Monday, January 14, 2013

Stray handgun triggers public-safety exception to Miranda

Firearms are all the talk these days, a few weeks after the school shooting in Newtown, Connecticut. Society does not know what to do about mass shootings, but we can all agree that guns are dangerous. For that reason, this fellow loses his criminal appeal.

The case is United States v. Ferguson, decided on December 6. As you know from watching too much television, the police have to read your Miranda rights upon arrest. But there is a "public safety" exception to the Miranda rule that says the police can interrogate the defendant without Miranda to protect everyone else. This case once again reminds us of the chaos that befalls human civilization as the defendant fired a gun into the air after a woman threatened him with a bottle in a public place. When Ferguson was taken into police custody, they did not read his Miranda rights and later recovered the gun in his sister's apartment. Of course, under normal circumstances, anything he said during that interrogation would be inadmissible at trial. But, like I said, there is a public safety exception to Miranda, and it applies here, which means the conviction for unlawfully possessing a firearm is affirmed.

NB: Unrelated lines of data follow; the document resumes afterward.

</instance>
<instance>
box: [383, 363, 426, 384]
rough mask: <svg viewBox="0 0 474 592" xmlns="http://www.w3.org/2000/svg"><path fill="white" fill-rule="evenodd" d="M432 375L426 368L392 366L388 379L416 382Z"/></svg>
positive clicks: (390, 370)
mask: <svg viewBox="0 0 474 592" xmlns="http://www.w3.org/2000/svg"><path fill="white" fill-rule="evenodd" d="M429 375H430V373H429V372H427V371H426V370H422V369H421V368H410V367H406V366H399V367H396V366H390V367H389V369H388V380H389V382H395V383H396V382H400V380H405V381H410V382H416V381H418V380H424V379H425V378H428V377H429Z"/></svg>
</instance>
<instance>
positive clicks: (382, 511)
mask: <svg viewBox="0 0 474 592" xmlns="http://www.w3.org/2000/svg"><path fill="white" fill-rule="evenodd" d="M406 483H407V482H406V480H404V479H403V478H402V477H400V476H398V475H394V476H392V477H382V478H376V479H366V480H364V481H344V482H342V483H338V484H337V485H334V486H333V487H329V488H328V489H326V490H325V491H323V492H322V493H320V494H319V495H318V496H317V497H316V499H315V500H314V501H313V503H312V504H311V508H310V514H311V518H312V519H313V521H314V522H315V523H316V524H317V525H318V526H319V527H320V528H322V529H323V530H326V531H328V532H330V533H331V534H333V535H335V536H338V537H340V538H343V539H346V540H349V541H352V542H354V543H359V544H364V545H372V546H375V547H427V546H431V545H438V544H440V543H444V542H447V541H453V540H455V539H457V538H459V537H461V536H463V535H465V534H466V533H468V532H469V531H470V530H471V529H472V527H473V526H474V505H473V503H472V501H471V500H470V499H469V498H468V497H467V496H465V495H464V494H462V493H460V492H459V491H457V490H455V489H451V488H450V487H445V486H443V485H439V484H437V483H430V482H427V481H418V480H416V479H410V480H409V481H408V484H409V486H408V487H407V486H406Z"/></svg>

During the interrogation, the police learned that no one had recovered Ferguson's weapon. The gun could have been lying around anywhere in a densely-populated areas, the police feared. A child might find the gun. So the police "wanted to make sure that we could try and find out where this gun was as soon as possible." The police thus began pelting him with questions about the whereabouts of the weapon. They thought that Miranda warnings "might have scared Ferguson where he wouldn't tell him where the gun was." And that's how the police found out where the gun was.

It's all legal under the public safety exception to Miranda, even if the police made a conscious choice to push aside Miranda. The motion to suppress Ferguson's admissions -- which led to his conviction -- was properly denied, the Court of Appeals (Katzmann, Leval and Cabranes) says. This was not an investigatory interrogation where the police are solely trying to solicit testimonial evidence. Under those circumstances, Miranda applies. While the questioning did not take place on-the-spot (a common scenario in many public safety cases) and took place at the police station 1-2 hours after the incident, the police were concerned about an imminent threat to public safety. A functioning weapon was believed to be lying around somewhere, and the police had reason to believe that Ferguson had in fact possessed that gun.